También entre esas medidas más de fondo quizás se termine imponiendo la idea de que los mercados globales exigen de un regulador también global, que normalice las reglas del juego; que vigile los nuevos productos que vayan apareciendo y el uso de los mismos sin impedir ni dificultar la innovación si no se comprueba su peligrosidad; que establezca criterios comunes de supervisión prudencial y que supervise a los supervisores nacionales e, incluso, que con el apoyo de los Bancos centrales, pueda constituirse en suministrador último de liquidez y solvencia al sistema. No sé si ese papel podría desempeñarlo un FMI muy reformado, pero es un papel necesario para el ordenado funcionamiento futuro de un sistema financiero global.

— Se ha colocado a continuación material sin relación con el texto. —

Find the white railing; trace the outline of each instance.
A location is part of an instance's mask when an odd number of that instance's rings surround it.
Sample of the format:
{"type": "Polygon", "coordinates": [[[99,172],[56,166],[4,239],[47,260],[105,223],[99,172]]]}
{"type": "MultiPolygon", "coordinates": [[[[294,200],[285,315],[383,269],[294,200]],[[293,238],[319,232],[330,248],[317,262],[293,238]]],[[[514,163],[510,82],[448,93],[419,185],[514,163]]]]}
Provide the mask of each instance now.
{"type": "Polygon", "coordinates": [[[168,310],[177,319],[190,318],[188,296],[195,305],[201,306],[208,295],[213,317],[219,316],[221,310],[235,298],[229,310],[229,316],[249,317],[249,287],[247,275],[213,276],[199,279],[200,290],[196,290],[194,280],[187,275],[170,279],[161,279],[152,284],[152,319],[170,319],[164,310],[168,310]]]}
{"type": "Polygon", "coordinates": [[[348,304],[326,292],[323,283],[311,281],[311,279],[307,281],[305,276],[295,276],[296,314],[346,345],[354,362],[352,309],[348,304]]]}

En el caso español, el Gobierno sigue opinando que no hay crisis, aunque ya ni todos los ministros lo opinan ni los que lo opinan lo hacen con tanta convicción como cuando perseguían antipatriotas por las esquinas. Es evidente que hay crisis y comienza a ser cada vez más evidente también que nuestra crisis es casi peor que la de otros por varios motivos. El primero, porque no tenemos subprime pero nuestros deudores hipotecarios -las familias españolas- soportan muy altos niveles de endeudamiento en relación a sus ingresos, lo que se está traduciendo en tasas de morosidad aceleradamente crecientes que ya golpean duramente a nuestras entidades financieras. El segundo, que nuestros bancos y cajas de ahorros están fuertemente endeudados con el exterior, consecuencia de nuestras abultadas necesidades de financiación externas de varios años, y tienen dificultades para conseguir la refinanciación de esa deuda, dificultades que empeorarán mucho más a raíz de los acontecimientos recientes aquí analizados. El tercero, que en los mercados y organismos internacionales se cuestiona seriamente el futuro de la economía española y sus posibilidades de crecimiento una vez desarbolado nuestro sector inmobiliario, limitada nuestra capacidad tecnológica y visto el escaso grado de formación y calidad de nuestra futura mano de obra. Por eso no es de extrañar que aumente el número de voces que, desde fuera, nos aconsejan interesadamente que abandonemos el euro para iniciar un nuevo proceso de crecimiento mediante una previa y auténtica almoneda del patrimonio nacional y del bienestar y de la renta de nuestros habitantes.

Ese interesado consejo constituye una auténtica atrocidad. No es ése, obviamente, el camino que tendríamos que emprender ahora. Pero el Gobierno debería darse cuenta de que para seguir otro camino bien distinto que, además, proporcionase el necesario acuerdo político para reforzar nuestra Constitución con algunas urgentes reformas, necesitaría de más fuerza de la que dispone. Por eso, quizás debiera recordar mejor las acciones que llevamos a término hace tres décadas. Entonces fuimos ejemplo para el mundo y abrimos la puerta a décadas de prosperidad como nunca habíamos conocido. Ahora deberíamos intentarlo de nuevo.

Manuel Lagares, catedrático de Hacienda Pública y miembro del Consejo Editorial de EL MUNDO.